The cost to this angry passenger in time, money and grief was greatly out-of-proportion with whatever mistake he made.
We finally got on our plane and took off at 8:35 PM. We were due to land around 9:00 PM. By this time the Bradley flight had been pushed back to 9:15 PM.
We were assured by the lead gate agent that United at O’Hare would know we were coming and the circumstances and would help out. Empty words! I can tell you now no one at O’Hare or within United did anything to help us!
We landed a few minutes after nine, taxied to the gate and waited! The pilot came on the PA to say United knew we were there, that the gate was available, but there was no one to allow our plane to open its door.
Tick, tick, tick.
My phone rang. It was an automated robotic voice from United. Because of the delay they had re-booked us and we would now leave Sunday at 7:15 PM. United had arranged for us to spend the next 22 hours at O’Hare!
We weren’t about to give up.
Our flight from Milwaukee arrived at Concourse F. We were departing from Concourse C. The walk was prohibitively long, but there is a shuttle. We ran to it.
Am I out-of-shape? Yes. Desperate times call for desperate measures.
It was then I began to worry for my life. I was huffing and puffing. My heart was pounding. Today every bit of me is sore.
The shuttle between the terminals crosses over active taxiways.
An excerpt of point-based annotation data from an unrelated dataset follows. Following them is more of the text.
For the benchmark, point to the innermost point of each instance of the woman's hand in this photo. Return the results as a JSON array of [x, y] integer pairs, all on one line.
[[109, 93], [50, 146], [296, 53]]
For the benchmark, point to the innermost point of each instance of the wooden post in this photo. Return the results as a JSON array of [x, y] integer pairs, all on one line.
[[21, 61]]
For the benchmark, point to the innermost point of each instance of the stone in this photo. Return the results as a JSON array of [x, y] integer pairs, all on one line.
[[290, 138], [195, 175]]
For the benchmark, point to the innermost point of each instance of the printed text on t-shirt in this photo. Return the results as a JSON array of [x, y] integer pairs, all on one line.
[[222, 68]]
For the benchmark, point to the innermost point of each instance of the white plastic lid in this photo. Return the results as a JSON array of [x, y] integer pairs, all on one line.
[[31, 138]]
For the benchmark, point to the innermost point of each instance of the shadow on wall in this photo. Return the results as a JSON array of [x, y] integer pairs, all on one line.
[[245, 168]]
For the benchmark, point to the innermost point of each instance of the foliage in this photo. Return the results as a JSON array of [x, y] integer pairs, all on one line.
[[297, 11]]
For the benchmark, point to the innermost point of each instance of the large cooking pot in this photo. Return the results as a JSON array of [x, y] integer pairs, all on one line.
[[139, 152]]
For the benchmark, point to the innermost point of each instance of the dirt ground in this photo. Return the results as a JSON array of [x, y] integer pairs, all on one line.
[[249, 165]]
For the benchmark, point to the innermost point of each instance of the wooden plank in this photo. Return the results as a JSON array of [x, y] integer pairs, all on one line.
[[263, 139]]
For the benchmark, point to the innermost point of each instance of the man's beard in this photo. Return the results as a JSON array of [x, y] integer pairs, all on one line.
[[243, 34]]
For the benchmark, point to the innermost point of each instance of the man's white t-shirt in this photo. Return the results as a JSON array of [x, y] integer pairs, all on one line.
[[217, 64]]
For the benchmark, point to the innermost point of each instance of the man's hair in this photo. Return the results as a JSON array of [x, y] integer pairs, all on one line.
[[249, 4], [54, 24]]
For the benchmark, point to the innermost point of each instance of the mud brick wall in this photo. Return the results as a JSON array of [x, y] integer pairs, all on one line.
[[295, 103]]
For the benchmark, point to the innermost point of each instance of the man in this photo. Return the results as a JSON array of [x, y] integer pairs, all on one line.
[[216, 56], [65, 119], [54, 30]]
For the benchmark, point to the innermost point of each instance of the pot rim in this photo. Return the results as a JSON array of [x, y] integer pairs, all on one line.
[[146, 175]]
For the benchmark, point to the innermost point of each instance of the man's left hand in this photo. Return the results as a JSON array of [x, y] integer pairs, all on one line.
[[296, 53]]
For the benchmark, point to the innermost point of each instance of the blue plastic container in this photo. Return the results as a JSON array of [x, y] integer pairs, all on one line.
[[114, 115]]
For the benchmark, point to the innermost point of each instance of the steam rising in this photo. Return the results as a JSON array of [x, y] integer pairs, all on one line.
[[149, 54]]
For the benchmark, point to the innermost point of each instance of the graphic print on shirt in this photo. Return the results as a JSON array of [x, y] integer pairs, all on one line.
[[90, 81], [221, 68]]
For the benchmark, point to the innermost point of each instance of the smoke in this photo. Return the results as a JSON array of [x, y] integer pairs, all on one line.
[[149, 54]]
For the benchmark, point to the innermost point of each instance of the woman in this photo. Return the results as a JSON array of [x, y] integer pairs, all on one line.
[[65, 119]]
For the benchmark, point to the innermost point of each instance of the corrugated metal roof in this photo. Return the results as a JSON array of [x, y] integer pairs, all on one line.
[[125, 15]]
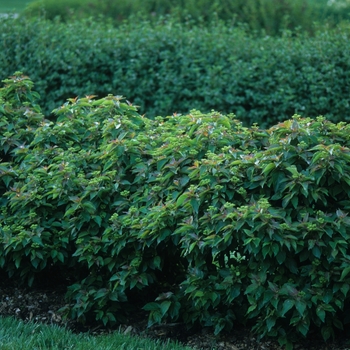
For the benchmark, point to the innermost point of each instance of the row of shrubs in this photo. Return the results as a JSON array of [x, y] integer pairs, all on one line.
[[167, 67], [202, 220], [268, 16]]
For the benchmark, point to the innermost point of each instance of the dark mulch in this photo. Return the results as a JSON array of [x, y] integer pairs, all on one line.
[[42, 305]]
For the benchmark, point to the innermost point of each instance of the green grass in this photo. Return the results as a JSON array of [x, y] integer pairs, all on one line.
[[13, 5], [17, 335]]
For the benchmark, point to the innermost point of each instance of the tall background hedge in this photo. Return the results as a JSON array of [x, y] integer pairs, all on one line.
[[171, 67]]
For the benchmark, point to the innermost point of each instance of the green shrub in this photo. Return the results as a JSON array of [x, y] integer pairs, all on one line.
[[268, 16], [201, 219], [167, 68]]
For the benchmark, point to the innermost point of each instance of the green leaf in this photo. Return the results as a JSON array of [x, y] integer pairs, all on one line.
[[164, 306], [345, 288], [251, 288], [345, 272], [181, 199], [321, 313], [101, 293], [300, 306], [287, 305], [270, 322], [151, 306], [268, 168]]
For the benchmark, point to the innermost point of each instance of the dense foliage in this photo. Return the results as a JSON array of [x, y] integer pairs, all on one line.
[[167, 68], [268, 16], [203, 220]]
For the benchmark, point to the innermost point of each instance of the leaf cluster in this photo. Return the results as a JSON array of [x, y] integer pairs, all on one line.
[[271, 17], [197, 217], [171, 67]]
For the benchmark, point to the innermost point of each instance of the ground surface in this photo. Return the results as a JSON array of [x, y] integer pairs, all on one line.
[[41, 305]]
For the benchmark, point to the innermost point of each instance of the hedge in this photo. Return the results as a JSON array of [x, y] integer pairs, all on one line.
[[170, 68]]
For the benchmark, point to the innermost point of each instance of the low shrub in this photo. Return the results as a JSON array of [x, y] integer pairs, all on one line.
[[196, 217], [167, 68]]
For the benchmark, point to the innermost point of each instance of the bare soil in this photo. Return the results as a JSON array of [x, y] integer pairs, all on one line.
[[42, 305]]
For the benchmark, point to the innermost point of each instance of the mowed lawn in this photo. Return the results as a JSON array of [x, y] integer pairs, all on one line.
[[16, 6]]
Our driver gave way to planes heading to runways and gates. At one point she also did a full 360° turn! Who knows why?
As we crossed the tarmac I saw our A320 still at the gate with a food service vehicle alongside.
I was first off the bus, ran upstairs and down the concourse to a deserted Gate C11. There were two agents finishing up their paperwork. The door to the jetway was closed.
“There are four of us going to Hartford,” I yelled. “Please let us on.”
“Where are they?” he asked.
I told him they were coming off the shuttle. He turned to the other agent and asked if the plane’s door was still open?
The plane’s door closed a few seconds after the four of us were escorted on!
I am left with a few questions.
Why didn’t the Milwaukee United agents try and make us feel like they had our best interests at heart? Even an “I tried, but failed,” would have made us happy. They didn’t lift a finger on our behalf. They acted like there was no upside to making us happy. Maybe there isn’t.
Why did so many people insist United would do something in Chicago when they actually did nothing?
Why did United do nothing?
Why did United re-book us for a flight that would have forced us to spend 22 hours in the airport when we could have made (and actually did make) the outbound flight? Why not hold the plane (which was making its last run of the day) another few minutes?
What value did United put on the 88 man hours that would be wasted.
Why did I consistently find more trustworthy and up-to-date information on Flightaware.com than from United’s agents and their terminal monitors?
By the way, our bag made it on the flight too!